Islanders want the library at Ober

My family has lived on the Island since 1887. Four of the five generations have used the library. My grandparents, Kate and Paul C. Land used it when it was where the Senior Center is now. A lovely location and even more meaningful because of the bronze plaque commemorating the boys who died in World War II that was in the contemplative garden just outside the building.

By DOUGLAS DOLSTAD

For The Beachcomber

My family has lived on the Island since 1887. Four of the five generations have used the library. My grandparents, Kate and Paul C. Land used it when it was where the Senior Center is now. A lovely location and even more meaningful because of the bronze plaque commemorating the boys who died in World War II that was in the contemplative garden just outside the building.

My mother Enid Dolstad used the library frequently and enjoyed the location at Ober Park. I used to attend Vashon Allied Arts activities when the building was at Ober. My children, the fifth generation, use and love this site. Why? Because this site is particularly valuable for the confluence of generations that occur there. The way it brings crucial living elements of our community together.

It is like a watering hole in the African veld. An oasis of life. Here is where our elders can enjoy — at the perfect distance — our vital toddlers as they play energetically in the park accompanied by their young parents or grandparents — where there is ample room to stroll protected visually, symphonically and kinesthetically from the street. On the berms or in the safe valley of the grassy areas are the older elementary-aged kids engaged in a timeless game of tag. Sitting quietly on the berms are the teens who are playing their guitars, reading or looking at each other with eyes we all know as “young love” and that the elders remember fondly. 

Here is a mix and a chance for a timeless connection across the ages. 

This place holds memories for our community of so many activities and events: The Boy Scouts met here for decades, Vashon Allied Arts started here, there have been festivals, library events, political gatherings, memorials to the Vietnam Vets. Without such places of “shared stories,” a community is not a community at all. It is reduced to an economic entity. 

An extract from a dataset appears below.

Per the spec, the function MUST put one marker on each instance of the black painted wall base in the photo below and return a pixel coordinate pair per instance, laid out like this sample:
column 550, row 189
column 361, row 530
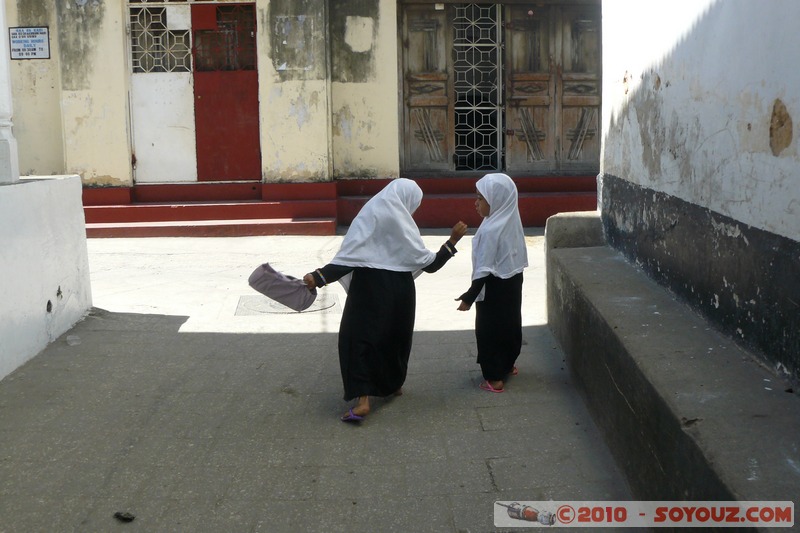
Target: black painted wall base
column 744, row 280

Every planner, an increasing number of physicians and all of us in our guts know a healthy community has places where there is a natural mixing of the generations. How our newspapers sound the alarm about the estrangement of our youth, the loneliness of the elders and the decay of family life! Yet here and now is a chance to support a wonderful and natural mixing of generations that contributes so much to the vitality of our home.

The people want the library at Ober Park. The recent survey so clearly shows that. I am hopeful my future grandchildren and beyond may enjoy the wise land use choices of those who understand and value what truly makes a place worth living in.

— Douglas Dolstad is a longtime Islander.